A world-class workforce demands state-of-the-art infrastructure, so we’re planning laboratory infrastructure upgrades to better support advanced research initiatives in the development of synthetic biology materials. Planned research initiatives include novel materials for obscuration, DNA as an adhesive, biosynthetic additive manufacturing, and 3-D printed materials with spores.
Even as we focus our synthetic biology research on chemical and biological defense, we recognize the tremendous benefits it can bring to the Soldier in other areas as well. The capability to rapidly grow limbs, the technology to 3-D print organs, the ability to grow ballistic protection – these all have tremendous potential impacts for the Soldier. And while such capabilities fall outside our Center’s mission space, our research certainly overlaps with that of our sister laboratories charged with exploring these areas. Our ultimate vision is to make RDECOM ECBC a leader and resource for all government laboratories in the area of synthetic biology.

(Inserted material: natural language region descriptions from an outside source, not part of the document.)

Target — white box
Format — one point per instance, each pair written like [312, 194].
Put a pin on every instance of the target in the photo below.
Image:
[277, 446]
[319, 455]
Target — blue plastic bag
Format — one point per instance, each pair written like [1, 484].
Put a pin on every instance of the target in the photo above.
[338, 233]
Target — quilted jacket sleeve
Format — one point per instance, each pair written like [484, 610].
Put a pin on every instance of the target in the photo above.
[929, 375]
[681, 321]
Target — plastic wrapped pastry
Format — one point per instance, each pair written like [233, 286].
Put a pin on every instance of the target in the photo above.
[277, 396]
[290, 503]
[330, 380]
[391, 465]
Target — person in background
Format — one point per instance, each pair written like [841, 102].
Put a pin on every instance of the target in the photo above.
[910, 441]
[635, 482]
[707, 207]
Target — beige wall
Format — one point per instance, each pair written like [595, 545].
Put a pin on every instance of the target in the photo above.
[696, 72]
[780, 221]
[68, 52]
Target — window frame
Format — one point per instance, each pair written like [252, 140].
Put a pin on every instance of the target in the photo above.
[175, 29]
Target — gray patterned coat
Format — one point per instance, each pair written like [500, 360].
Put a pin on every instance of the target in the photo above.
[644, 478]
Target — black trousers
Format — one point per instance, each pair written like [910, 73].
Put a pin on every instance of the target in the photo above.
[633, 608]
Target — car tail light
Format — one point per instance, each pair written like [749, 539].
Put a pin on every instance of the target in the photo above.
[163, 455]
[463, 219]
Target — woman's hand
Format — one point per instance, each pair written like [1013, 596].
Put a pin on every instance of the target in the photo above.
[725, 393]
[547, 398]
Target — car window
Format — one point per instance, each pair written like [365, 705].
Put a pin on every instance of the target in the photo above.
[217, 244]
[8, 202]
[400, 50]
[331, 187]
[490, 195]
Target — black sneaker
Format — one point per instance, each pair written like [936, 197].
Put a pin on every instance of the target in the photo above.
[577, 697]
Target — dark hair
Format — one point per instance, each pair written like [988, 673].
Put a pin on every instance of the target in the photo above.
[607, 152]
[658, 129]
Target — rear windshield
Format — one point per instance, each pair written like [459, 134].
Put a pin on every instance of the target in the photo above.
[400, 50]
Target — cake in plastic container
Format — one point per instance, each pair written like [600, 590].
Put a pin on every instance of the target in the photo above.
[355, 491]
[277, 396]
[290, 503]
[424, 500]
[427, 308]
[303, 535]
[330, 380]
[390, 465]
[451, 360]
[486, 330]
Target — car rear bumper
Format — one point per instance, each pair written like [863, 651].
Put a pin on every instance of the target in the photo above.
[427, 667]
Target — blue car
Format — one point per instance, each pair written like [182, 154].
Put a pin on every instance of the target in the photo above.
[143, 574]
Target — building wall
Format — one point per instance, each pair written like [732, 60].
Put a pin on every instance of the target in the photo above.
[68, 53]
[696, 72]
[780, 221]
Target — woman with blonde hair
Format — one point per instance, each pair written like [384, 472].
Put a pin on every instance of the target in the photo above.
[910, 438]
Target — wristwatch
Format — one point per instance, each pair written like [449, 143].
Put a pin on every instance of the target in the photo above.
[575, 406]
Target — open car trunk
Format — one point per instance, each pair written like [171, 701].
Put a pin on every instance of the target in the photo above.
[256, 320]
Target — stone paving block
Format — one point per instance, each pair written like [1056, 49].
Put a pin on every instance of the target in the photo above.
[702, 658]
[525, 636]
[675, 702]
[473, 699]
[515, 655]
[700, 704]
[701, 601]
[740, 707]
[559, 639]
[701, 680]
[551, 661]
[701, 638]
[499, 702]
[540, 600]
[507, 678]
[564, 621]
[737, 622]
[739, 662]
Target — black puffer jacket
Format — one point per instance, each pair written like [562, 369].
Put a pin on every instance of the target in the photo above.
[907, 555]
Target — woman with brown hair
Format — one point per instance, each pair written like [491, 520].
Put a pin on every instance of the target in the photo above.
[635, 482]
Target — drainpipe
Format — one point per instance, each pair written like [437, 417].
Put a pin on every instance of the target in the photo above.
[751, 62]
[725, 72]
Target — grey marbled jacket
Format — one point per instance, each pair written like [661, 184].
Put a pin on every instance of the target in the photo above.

Metal organic framework research is another area that is showing great promise. These compounds, first discovered in 2000, have the ability to neutralize chemical warfare agent with exposure to light, and we’re working now to find ways to incorporate these compounds into fabrics and textiles. Doing so would enable us to imbue Soldier’s uniforms and other worn items with inherent decontamination capabilities, which would improve protection while reducing the load and logistics burdens.
Another area we’re very excited about is virtual and augmented reality. In the chemical biological defense arena, we’re already using virtual and augmented reality as training tools for CBRNE Soldiers. For example, we have created virtual WMD laboratories to familiarize CBRNE Soldiers with scenarios they may encounter in the field.
The potential applications of augmented reality on the battlefield are tremendous. Soldiers could wear sensors that recognize chemical and biological threats, as well as other threats such as IEDs, environmental hazards, and so on, and project those threats onto heads-up displays. And then we integrate those heads-up displays into Army tactical networks to let each Soldier see the threats being detected by the sensors that fellow Soldiers are wearing. All that data is then fed to the small unit level, and up the chain until every threat detected by every Soldier in a theater of operations is being captured; Add in the data being captured by manned and unmanned vehicle-borne sensors, point sensors, satellite imagery and detection, then you can compile and analyze it before it’s sent back through tactical networks to aid decision makers on the battlefield. That is how you shape tomorrow’s battlefield, and we’re laying the foundations for all of it today.
The U.S. Army Research, Development, and Engineering Command (RDECOM), Edgewood Chemical Biological Center’s (ECBC) parent command, recently transitioned from the Army Materiel Command to the Army Futures Command. As of February 3, 2019, RDECOM was renamed the Combat Capabilities Development Command (CCDC) and ECBC became the CCDC Chemical Biological Center.